Pandora’s Q3 earnings: revenues up, listening hours down


Pandora announced its Q3 results last night, showing that it is now very, very close to being profitable. Pandora reduced its net losses from $4.1 to $2 million, posting record revenues of $239 million.

This represents a 40% increase on last year’s figures and, in 2014, the company’s revenues rose 49% of 2013. Overall an admirable performance for any company.

So what are the company’s shares in a free-fall - down by over 9% currently - in after-hours trading? First of all the company has seen a significant slowdown in the growth of the number of unique listeners, up only 100k over last year’s result. Second the company has seen a 1% decline in listening hours, when compared to Q2 of this year, though they are still up 25% compared to last year.

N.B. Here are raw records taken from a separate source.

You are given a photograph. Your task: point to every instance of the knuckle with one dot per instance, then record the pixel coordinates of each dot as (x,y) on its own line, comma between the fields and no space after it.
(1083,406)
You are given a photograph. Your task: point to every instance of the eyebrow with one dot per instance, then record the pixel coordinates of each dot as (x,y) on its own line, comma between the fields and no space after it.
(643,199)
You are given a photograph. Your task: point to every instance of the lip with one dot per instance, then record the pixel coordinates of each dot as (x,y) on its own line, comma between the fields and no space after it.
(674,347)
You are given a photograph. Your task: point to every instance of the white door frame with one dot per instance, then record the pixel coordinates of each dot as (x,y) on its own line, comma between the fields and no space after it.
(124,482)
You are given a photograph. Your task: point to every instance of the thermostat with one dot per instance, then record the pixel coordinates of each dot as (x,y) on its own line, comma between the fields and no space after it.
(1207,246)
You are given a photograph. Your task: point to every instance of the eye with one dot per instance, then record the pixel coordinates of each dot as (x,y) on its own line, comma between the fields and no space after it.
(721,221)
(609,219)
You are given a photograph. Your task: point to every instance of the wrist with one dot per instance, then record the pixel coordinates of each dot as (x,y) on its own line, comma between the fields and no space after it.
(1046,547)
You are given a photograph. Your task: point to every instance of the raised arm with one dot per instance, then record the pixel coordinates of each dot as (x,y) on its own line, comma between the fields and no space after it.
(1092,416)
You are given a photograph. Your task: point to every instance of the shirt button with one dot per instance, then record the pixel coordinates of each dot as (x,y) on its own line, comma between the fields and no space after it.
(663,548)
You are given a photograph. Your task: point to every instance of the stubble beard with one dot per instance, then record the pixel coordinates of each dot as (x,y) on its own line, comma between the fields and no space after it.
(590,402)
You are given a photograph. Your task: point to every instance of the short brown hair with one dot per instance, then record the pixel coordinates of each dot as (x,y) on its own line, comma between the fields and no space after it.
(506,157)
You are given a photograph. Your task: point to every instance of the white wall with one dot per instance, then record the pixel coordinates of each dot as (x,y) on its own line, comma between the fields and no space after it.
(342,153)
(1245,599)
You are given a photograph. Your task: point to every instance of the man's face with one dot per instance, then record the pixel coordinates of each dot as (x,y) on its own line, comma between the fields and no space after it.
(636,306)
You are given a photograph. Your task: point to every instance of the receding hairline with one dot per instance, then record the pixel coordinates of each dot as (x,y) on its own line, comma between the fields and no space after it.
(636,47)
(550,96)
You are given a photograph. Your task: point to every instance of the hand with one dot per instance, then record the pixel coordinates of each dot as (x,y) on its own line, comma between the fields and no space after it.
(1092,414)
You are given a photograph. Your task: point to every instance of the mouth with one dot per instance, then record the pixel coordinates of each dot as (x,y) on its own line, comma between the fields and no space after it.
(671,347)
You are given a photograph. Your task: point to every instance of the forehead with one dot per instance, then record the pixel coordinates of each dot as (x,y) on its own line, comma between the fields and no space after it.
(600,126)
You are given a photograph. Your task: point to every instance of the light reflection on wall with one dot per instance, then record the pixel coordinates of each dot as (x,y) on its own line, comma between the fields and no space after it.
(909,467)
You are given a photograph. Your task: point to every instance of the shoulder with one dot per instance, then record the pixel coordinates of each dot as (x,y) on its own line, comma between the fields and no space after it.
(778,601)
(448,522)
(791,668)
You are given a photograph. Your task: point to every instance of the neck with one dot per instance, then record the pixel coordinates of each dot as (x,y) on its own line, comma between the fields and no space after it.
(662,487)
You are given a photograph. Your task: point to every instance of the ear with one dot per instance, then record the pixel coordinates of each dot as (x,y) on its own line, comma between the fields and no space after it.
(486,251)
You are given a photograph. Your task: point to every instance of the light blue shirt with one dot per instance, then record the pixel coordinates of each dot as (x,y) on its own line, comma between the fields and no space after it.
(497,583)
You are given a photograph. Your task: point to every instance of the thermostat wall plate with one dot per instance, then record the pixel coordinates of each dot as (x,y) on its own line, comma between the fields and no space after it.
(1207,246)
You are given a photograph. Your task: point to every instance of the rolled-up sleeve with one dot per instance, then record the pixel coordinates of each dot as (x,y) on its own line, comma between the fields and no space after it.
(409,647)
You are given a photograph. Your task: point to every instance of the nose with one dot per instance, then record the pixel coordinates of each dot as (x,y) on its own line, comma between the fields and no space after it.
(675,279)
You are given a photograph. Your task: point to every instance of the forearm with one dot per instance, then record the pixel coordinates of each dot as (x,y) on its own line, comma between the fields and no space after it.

As the company also remarked during the earnings call, Pandora couldn't expect to keep growing at the same rate as it had in previous years. On the one side you have a growing number of competitors, from Slacker to iTunes Radio, to iHeart Radio and Google Play Music’s Songza integration. On the other side Pandora may not have that much of a margin for growth in the United States given its already immense user base unless it can really conquer the car space.

The company has been pretty conservative in its international expansion so far, and that was perhaps a good move as it is leading it towards a much-awaited profitability. But a service of this size also has to be able to see opportunity afforded by a broader international rollout.

As far as the US is concerned, there’s a big question mark in Pandora’s future since the statutory royalties set by the tribunals are set to expire in 2015. Since royalties are the company’s main expense the rates set for 2016 to 2020 will be key in deciding whether the company can become and stay profitable over the next couple of years.

Publishers could also be a cause for concern as Sony ATV for example threatened to leave ASCAP and BMI to strike its own deals with services like Pandora. This could lead to a considerable increase in publishing royalties as Pandora cannot operate without Sony ATV’s catalogue.

Finally, Pandora is facing potential lawsuits over the issue of pre-1972 recordings, the service is not paying a penny towards those master recordings and following The Turtle’s first success in a suit against Sirius XM, Pandora would be the next logical target and could be liable for millions of dollars in back-payments.